В Труа, к своему другу, он не наведался, чтобы избежать замечаний матери. По возвращении в Париж он отказался от прошлогодней квартиры, нанял на набережной Наполеона две комнаты и обставил их. Он уже не надеялся на приглашение к Дамбрёзам; великая страсть к г-же Арну начала угасать.
IV
Однажды декабрьским утром, когда он шел на лекцию по судопроизводству, ему показалось, что на улице Сен-Жак больше оживления, чем обычно. Студенты стремительно выходили из кафе, другие перекликались, стоя у открытых окон; лавочники, вышедшие на тротуар, с беспокойством глядели по сторонам; закрывались ставни; а на улице Суффло он увидел огромную толпу, окружавшую Пантеон.
Молодые люди, кучками от пяти до двенадцати человек, прогуливались, взявшись под руки, и подходили к более многочисленным группам; в конце площади, у решетки, о чем-то с жаром рассуждали люди в блузах, а полицейские в треуголках набекрень, заложив руки за спину, шагали вдоль стен, стуча тяжелыми сапогами по каменным плитам. Вид у всех был таинственный и недоумевающий; чего-то явно ждали; у каждого на языке вертелся невысказанный вопрос.

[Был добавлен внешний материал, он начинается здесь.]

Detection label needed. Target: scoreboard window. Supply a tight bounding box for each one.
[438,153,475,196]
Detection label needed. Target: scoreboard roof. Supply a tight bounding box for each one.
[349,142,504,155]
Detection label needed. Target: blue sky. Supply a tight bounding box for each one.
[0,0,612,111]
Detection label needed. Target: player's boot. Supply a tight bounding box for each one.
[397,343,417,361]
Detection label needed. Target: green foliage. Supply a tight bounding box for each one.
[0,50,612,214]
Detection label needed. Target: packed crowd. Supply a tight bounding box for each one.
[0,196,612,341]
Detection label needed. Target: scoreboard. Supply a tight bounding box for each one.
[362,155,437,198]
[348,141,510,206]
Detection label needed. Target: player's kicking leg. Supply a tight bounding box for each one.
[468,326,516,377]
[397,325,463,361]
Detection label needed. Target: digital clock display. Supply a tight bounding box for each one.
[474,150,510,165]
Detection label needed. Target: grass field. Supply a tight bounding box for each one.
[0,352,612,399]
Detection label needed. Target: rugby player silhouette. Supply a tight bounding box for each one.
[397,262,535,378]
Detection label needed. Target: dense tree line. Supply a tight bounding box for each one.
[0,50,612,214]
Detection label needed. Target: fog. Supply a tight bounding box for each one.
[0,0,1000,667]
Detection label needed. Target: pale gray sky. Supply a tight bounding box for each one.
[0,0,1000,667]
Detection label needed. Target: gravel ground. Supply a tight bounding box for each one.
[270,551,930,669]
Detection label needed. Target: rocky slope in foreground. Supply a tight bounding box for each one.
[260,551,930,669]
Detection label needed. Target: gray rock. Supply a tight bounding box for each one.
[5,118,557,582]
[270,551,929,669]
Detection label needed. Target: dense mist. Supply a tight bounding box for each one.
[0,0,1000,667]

Фредерик стоял подле молодого благообразного блондина с усами и бородкой, какие носили щеголи времен Людовика XIII. Фредерик спросил его о причине беспорядков.

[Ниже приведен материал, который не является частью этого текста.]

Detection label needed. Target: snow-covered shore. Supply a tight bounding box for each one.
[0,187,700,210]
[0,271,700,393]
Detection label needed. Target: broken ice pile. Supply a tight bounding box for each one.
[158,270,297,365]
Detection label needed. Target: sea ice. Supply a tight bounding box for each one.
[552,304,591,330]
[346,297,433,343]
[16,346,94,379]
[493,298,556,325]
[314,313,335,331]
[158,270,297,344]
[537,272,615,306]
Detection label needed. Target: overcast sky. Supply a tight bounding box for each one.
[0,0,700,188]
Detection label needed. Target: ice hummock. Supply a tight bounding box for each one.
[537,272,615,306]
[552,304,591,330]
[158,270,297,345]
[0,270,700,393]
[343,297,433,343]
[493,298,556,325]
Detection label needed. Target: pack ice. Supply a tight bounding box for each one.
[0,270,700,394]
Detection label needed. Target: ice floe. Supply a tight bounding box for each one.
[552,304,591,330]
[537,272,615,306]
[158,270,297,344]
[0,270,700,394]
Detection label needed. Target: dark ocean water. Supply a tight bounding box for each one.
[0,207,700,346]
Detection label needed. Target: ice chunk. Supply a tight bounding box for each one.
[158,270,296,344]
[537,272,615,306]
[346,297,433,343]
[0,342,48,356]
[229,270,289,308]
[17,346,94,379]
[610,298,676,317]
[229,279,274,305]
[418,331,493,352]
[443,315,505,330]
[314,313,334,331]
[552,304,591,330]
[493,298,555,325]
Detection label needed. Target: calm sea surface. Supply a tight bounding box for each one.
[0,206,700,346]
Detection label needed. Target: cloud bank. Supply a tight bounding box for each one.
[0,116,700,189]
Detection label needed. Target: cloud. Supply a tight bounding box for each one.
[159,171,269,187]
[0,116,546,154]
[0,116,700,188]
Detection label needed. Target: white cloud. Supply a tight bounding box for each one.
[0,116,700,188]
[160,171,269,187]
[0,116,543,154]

– Ничего не знаю, – ответил тот, – да и они сами не знают! Теперь у них так принято! Потеха!
Он расхохотался.
Петиции о реформе, распространяемые среди Национальной гвардии для сбора подписей, перепись Юмана и другие события уже целых полгода вызывали в Париже непонятные сборища; и повторялись они столь часто, что газеты даже перестали о них упоминать.

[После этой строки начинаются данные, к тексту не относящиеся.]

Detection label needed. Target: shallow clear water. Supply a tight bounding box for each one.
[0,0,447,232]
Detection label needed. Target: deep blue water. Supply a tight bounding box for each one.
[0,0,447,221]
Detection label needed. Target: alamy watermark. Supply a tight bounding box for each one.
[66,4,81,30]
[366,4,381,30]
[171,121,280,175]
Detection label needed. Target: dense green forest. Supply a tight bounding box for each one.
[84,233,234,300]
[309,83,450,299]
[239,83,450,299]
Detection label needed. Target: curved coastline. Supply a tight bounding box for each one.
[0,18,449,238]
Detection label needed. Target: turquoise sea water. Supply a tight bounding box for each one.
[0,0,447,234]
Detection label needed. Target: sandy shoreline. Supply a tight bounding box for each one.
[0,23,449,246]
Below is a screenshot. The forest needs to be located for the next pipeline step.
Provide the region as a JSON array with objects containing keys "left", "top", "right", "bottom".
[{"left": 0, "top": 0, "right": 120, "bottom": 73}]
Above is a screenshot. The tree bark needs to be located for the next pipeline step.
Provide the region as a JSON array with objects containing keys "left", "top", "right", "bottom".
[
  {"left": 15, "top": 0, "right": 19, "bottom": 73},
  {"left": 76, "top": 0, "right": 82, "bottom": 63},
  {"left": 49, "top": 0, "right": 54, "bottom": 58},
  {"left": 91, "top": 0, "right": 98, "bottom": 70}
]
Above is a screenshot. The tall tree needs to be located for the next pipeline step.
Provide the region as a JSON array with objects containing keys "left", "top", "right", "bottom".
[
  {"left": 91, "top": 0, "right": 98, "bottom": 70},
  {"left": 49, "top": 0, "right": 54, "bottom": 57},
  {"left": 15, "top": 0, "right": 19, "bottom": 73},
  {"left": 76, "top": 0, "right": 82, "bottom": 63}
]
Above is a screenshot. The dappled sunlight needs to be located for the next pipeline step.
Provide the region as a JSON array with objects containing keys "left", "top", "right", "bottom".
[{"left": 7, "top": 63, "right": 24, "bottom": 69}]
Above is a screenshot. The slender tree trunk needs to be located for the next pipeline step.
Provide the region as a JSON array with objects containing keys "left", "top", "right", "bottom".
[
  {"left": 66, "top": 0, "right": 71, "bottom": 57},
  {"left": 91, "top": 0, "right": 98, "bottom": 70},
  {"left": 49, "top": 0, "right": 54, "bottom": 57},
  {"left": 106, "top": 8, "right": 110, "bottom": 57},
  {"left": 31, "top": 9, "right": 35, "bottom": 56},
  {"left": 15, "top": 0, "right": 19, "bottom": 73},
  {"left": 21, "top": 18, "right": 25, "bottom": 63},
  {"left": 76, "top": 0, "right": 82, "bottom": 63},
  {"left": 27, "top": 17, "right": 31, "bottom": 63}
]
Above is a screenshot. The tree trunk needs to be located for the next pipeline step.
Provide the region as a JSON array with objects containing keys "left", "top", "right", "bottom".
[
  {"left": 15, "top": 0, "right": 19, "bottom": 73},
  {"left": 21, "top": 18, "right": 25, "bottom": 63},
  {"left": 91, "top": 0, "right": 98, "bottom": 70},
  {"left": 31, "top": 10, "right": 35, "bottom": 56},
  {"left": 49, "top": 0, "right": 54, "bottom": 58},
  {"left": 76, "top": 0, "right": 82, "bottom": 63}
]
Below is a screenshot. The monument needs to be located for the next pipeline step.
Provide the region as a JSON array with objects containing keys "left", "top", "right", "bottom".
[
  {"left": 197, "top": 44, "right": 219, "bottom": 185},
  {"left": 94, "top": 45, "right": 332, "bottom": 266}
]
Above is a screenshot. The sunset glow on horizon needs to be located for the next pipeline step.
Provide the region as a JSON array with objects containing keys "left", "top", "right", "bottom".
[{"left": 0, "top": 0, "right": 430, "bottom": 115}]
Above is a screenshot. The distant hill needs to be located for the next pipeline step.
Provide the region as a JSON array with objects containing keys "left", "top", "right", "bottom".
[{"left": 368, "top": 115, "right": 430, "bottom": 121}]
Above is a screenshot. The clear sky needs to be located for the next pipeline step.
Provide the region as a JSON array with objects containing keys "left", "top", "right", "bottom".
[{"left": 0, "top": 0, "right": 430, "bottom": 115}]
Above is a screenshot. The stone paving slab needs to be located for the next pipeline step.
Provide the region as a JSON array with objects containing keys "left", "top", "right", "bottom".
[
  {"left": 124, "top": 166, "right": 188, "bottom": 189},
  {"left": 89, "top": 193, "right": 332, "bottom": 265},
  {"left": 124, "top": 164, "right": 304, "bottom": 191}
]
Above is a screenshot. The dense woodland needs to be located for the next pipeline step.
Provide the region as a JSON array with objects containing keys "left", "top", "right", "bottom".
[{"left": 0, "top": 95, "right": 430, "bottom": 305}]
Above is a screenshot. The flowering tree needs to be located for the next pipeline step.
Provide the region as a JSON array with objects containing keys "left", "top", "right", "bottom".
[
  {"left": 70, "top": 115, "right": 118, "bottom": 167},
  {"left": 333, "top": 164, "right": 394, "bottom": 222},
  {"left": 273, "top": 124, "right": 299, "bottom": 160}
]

– Нет у студентов ни запала, ни своего лица, – продолжал сосед Фредерика. – Сдается мне, милостивый государь, что мы вырождаемся. В доброе время Людовика Одиннадцатого и даже во времена Бенжамена Констана среди школяров больше было вольнолюбия. Теперь они, по-моему, смирны как овечки, глупы как пробки и годны, прости господи, лишь в бакалейщики. И это называется студенчеством!
Он развел руками, совсем как Фредерик Леметр в роли Робера Макэра.
– Студенчество, благословляю тебя!
Затем, обратившись к тряпичнику, перебиравшему раковины от устриц на тумбе у винной лавки, спросил:
– А ты тоже принадлежишь к студенчеству?
Старик поднял безобразное лицо, покрытое седой щетиной, среди которой выделялись красный нос и бессмысленные, пьяные глаза.
– Нет, мне кажется, ты скорее из тех, кому не миновать виселицы и кто, снуя в народе, полными пригоршнями сыплет золото… О! Сыпь, патриарше, сыпь! Подкупай меня сокровищами Альбиона! Are you English?[2] Я не отвергаю даров Артаксеркса! Однако потолкуем о таможенном союзе.
Фредерик почувствовал, как кто-то тронул его за плечо; он обернулся. Это был Мартинон, страшно бледный.